Every movie we see in 2015. Bonifacio: Ang Unang Pangulo is a handsome diorama.
New year, new record.
1. The Green Ray. We had seen this a few years ago, but as with many Eric Rohmer movies we weren’t sure we had. We couldn’t recall the plot, because nothing much really happens in Eric Rohmer movies. A young man walks around the neighborhood where his crush lives, hoping to run into her. A young man waits for his girlfriend to show up, meets another girl and hits it off. A man gets stranded at a woman friend’s house by a snowstorm and spends the whole night wondering if he should sleep with her. You get the drift. The situations are so banal yet the characters’ thought processes are so interesting that we cannot tune out.

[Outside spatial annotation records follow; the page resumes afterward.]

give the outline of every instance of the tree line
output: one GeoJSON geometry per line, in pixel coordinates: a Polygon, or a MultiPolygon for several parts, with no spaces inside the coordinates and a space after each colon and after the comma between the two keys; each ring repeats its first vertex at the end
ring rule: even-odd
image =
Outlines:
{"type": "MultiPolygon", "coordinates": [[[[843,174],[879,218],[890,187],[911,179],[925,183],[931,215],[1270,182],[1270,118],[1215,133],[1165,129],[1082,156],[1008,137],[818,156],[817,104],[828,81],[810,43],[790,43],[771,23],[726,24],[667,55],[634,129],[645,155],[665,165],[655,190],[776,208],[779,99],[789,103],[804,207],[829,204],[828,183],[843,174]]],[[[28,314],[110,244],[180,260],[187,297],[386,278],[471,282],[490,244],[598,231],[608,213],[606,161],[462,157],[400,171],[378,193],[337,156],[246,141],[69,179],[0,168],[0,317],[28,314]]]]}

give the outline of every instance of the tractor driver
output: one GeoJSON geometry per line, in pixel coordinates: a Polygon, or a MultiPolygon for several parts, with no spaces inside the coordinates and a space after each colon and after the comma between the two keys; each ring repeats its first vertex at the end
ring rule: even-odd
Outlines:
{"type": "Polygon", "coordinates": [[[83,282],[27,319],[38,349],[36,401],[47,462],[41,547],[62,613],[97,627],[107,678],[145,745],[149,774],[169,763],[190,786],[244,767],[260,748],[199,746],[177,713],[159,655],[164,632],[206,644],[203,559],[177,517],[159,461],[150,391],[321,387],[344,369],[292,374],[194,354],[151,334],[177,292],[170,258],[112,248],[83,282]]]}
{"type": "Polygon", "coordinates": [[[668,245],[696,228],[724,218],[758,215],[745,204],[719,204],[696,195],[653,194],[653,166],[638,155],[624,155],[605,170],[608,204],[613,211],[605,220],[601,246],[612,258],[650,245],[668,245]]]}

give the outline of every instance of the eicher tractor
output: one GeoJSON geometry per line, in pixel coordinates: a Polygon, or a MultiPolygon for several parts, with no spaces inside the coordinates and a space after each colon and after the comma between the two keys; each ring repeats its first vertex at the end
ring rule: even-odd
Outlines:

In The Green Ray, a woman can’t decide how to spend her summer vacation. That’s about it, plot-wise, except for the bit about a Jules Verne novel. But it’s riveting, and by the end we’re screaming “What! You can’t stop there! What happens next?”
Bonifacio: Ang Unang Pangulo photo from InterAksyon.
2. Bonifacio: Ang Unang Pangulo
The history looks correct but let’s not forget that this is not a school report but a movie, and the root word of movie is move.
Robin Padilla goes through all the poses: Monumento, UP Vinzons Hall, and so on. We expect a line of action figures.
Whenever the movie threatens to achieve any momentum, it is interrupted by the framing device in which Daniel Padilla is a high school student working on a school project at the KKK Museum. On the other hand, we learned that there is a KKK Museum.
As the museum custodian, Eddie Garcia is moved to tears because Bonifacio is called a traitor. As far as we know, Bonifacio is still generally considered a hero, it’s only the Aguinaldo biopic El Presidente that portrays him as a traitor.
After the end credits, which we sat through because we were discussing Bonifacio, there is a stinger which teases the Antonio Luna biopic. It’s the 1896 Revolution Cinematic Universe! That would make Robin Padilla’s Bonifacio Groot. Because he dies but lives on, what did you think we meant?